Well, for one thing the index shows a sharp divergence between Germany’s prospects and those of its neighbours. While the respondents were clear that the eurozone’s declined by 2.2 points to -22.3 points in July – a 2.2-point decline that won’t come as a surprise to anybody – Germany’s own economic situation got a 21.1 point positive score in July. And that would seem a whole lot better if it hadn’t been 12.1 points lower than the June index rating. Ouch, that hurts.

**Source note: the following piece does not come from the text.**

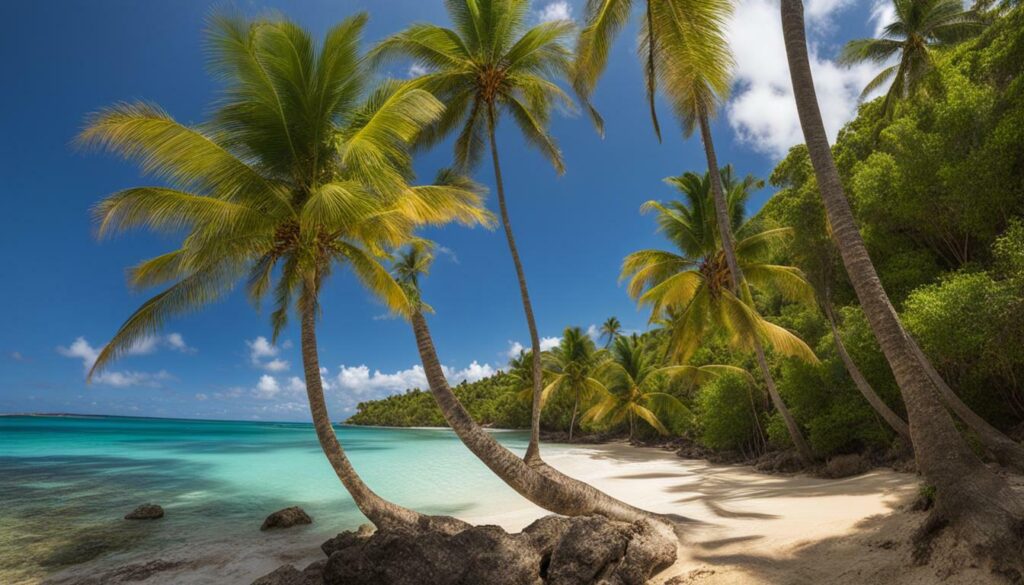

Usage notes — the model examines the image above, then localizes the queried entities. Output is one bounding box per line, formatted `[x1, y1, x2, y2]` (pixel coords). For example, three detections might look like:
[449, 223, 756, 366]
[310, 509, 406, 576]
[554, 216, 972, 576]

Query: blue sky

Part of the problem, of course, is that Germany’s economy is massively dependent on exporting goods to its European partners, some of whom are going to have to rein in their over-spending in a big way. (Partly at Germany’s insistence, of course…..) We’d also need to consider that 30% of Berlin’s exports are headed for the United States, where the prospect of a fiscal cliff is still omnipresent.

 

Meanwhile, the evidence for a more broad-based slowdown is still coming in. Late June saw the news that retail sales had fallen by 0.3% between April and May – which doesn’t sound so bad until you hear that April had been 0.2% down on March, and so forth. Or that the country’s economists had been expecting a 0.2% rise instead.

 

You have to hand it to those economists, though, they’re a tough bunch to depress for very long. Only days earlier, the Bundesbank had raised its 2012 growth forecast from 0.6% to 1.0%, because of what it called robust domestic consumption. And the GfK market research company revealed that its studies indicated a major return to normal consumption patterns in July.

 

Will it happen? You’ll have to wait a while for the July retail figures to come through, because June’s aren’t here yet. (Not a mistake they’d have been likely to make in America, where early ‘rush’ forecasts are widely used and respected.) But, at a time when Frau Merkel’s political popularity is coming under the cosh, you can see why there’s so much political capital riding on a positive outcome. Suddenly, the Iron-Willed Chancellor’s reluctance to get more enthusiastic about giving money to the Mediterranean Club seems a lot easier to understand.